The Post also reported about Hamas threatening that the “ceasefire is over” after the IDF thwarted attempted breaches along the “Yellow Line,” the withdrawal and separation zone created under the deal.

And now, the entire process is hostage to one name: Ran Gvili, the last Israeli hostage still in Gaza. His parents have been forced to live between hope and the cruelest arithmetic. “We have 0.0001% hope that maybe Rani is alive,” said his mother, Talik.

The peace plan “cannot proceed” until he is home, because “without Rani, our country can’t heal.” Hamas is reportedly searching Gaza City for his remains.

If that is true, it only underscores what Foreign Minister Gideon Sa’ar told this newspaper: “We know for certain that Hamas can easily release a significant number of hostages in accordance with the agreement.” Hamas can comply. The question is whether it is being made to.

Trump’s levarage matters if Phase 2 is going to work

This is where Trump’s leverage matters. If Phase 2 is to happen, Washington should insist on verifiable compliance before offering Hamas a diplomatic upgrade. That means the last hostage home, no more breaches, and a mechanism that blocks Hamas from rebuilding military power behind “aid.”

Netanyahu, for his part, must arrive with an implementable map for what “day after” governance looks like. A Post analysis said Phase 2 envisages a council of Palestinian technocrats to govern Gaza alongside an international stabilization force and warned that ineffective deployment risks a frozen conflict. Israel should not trade one frozen conflict for another.

Then comes the other file that can swallow everything: Iran. The Post reported that Netanyahu is expected to brief Trump on new plans to strike Iran and on Tehran’s ballistic-missile program. Yet another Post report quoted a US official saying Trump is choosing sanctions, not military force, and has reinstated “maximum pressure.”

Those approaches do not have to collide, but they do have to converge on a shared endgame: Stop Iran’s nuclear and missile progress, and curb its proxy network. That should include the Houthis, whose missiles and drones remain Tehran’s loudest regional megaphone today.

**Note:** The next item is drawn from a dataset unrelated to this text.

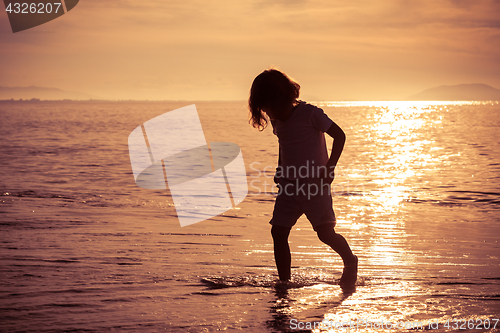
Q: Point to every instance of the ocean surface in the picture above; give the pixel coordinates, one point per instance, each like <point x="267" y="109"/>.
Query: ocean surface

Iran, for its part, is not acting like a regime looking for a quiet off-ramp. In the final week before this meeting, Post reports described Tehran launching satellites “in a show of defiance” and conducting missile tests across multiple cities. Another analysis highlighted how geography and political constraints can push Jerusalem and Washington to assess the same intelligence through different timelines.

That is precisely why the meeting must produce redlines and a timeline that Iran cannot game.

Finally, a word about shiny distractions. Israel’s recognition of Somaliland has already produced a headline Trump could not resist. Asked whether the US would follow Israel’s lead, he replied: “Does anyone know what Somaliland is?” Whatever one thinks of the move, it should not become a substitute for decisions on Gaza and Iran.

On Monday, the agenda should be ruthless: Finish the hostage deal in full, enforce the terms already signed, and lock in US-Israel alignment on Iran. Anything less is a delay with better lighting.